Based On An Article by Mariette DiChristina, Popular Science, Nov. 1997

Mariette DiChristina's article What Really Downed the Hindenburg appeared in the November, 1997 issue of Popular Science. DiChristina reported on years of research conducted by Addison Bain, a retired NASA engineer, into the crash of the Hindenburg on May 6, 1937.

Bain, who managed hydrogen programs at NASA, had always been curious about the cause of the disaster. It had been held for years that the Hindenburg crashed because free hydrogen aboard the craft had been ignited by a natural electrical discharge or by sabotage. One of the things that made him doubtful of this theory was his knowledge of hydrogen. He understood that hydrogen does not burn as a red hot fire as shown in all the famous photographs of the tragedy. A hydrogen fire radiates little heat and is barely visible to the unaided eye.

Bain soon became obsessed with the Hindenburg and spent most of his spare time in research. His work took him from the National Air and Space Museum in Washington, DC to archives in Maryland, the Fire Sciences Lab in Montana, and finally into contact with Richard Van Treuren, a member of the Lighter-Than-Air Society in Akron, Ohio.

Through his contact with Van Treuren, Bain discovered that pieces of the Hindenburg's skin still existed. He traveled all over the country buying whatever original materials, papers and books he could from collectors. He was even able to obtain a small clipping of the swastika painted on the Hindenburg's side from a collector in Chicago, Cheryl Gantz, who heads up the Zeppelin Collectors Club.

Bain approached researchers at NASA who all agreed to donate their free time to work on "Project H". Their first task was to examine the materials to determine what was in the fabric that covered the Hindenburg. By using an infrared spectrograph and a scanning electron microscope, the scientists were able to discover the chemical signatures of the organic compounds and elements present in the fabric.

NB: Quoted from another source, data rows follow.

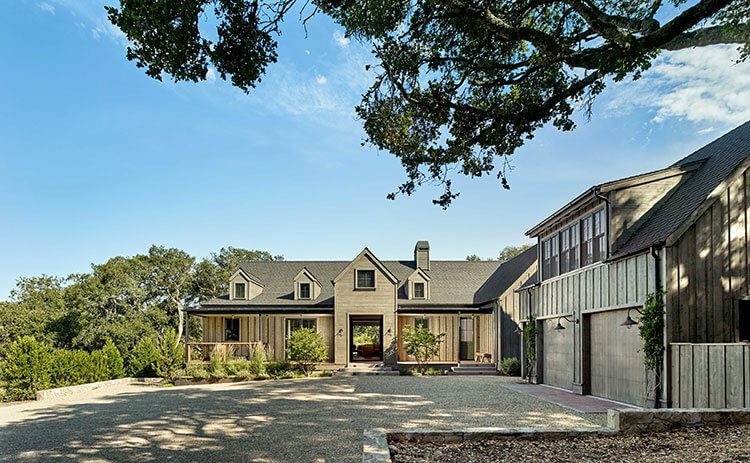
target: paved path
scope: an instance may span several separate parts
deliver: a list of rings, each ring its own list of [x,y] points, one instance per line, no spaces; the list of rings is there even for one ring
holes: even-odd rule
[[[365,428],[601,425],[502,377],[122,386],[0,406],[0,462],[358,462]],[[97,395],[98,394],[98,395]]]
[[[543,384],[506,383],[508,389],[529,394],[547,402],[581,413],[607,413],[610,408],[637,408],[590,395],[573,394]]]

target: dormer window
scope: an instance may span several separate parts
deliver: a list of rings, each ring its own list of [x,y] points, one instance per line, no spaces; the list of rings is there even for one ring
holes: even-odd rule
[[[414,283],[414,299],[424,299],[424,298],[425,298],[424,283],[415,282]]]
[[[247,299],[245,283],[234,284],[234,298],[235,299]]]
[[[375,289],[375,270],[357,270],[357,289]]]
[[[310,283],[299,284],[299,298],[310,299]]]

The Hindenburg was covered with a cotton fabric that had been swabbed with a doping compound to protect and strengthen it. Unfortunately, the doping compound contained a cellulose acetate or nitrate (used in gunpowder). This compound was followed by a coating of aluminum powder (which is used in rocket fuel). Additionally, the structure was held together using wood spacers and ramie cord; the furnishings were make of silk and other fabrics; and the skeleton itself was duralumin coated with lacquer. Added together, all of these made the craft itself highly flammable. In DiChristina's article, Bain was quoted as saying that perhaps "... the moral of the story is, don't paint your airship with rocket fuel."

In support of Bain's theory that the fire was started by the fabric's flammability in a charged atmosphere were two letters that he discovered in a German archive. The letters were written in 1937 by Otto Beyerstock, an electrical engineer who had incinerated pieces of Hindenburg fabric during electrical tests conducted at the direction of the Zeppelin Company. Beyerstock ruled out the idea that hydrogen could have started the fire. He asserted that the same outcome would have occurred if a similar craft flew under the same atmospheric conditions but with noncombustible helium instead of hydrogen as the lifting fuel. As a matter of fact, Bain discovered that such a fire did occur in California in 1935 when a helium-filled airship with an acetate-aluminum skin burned near Point Sur.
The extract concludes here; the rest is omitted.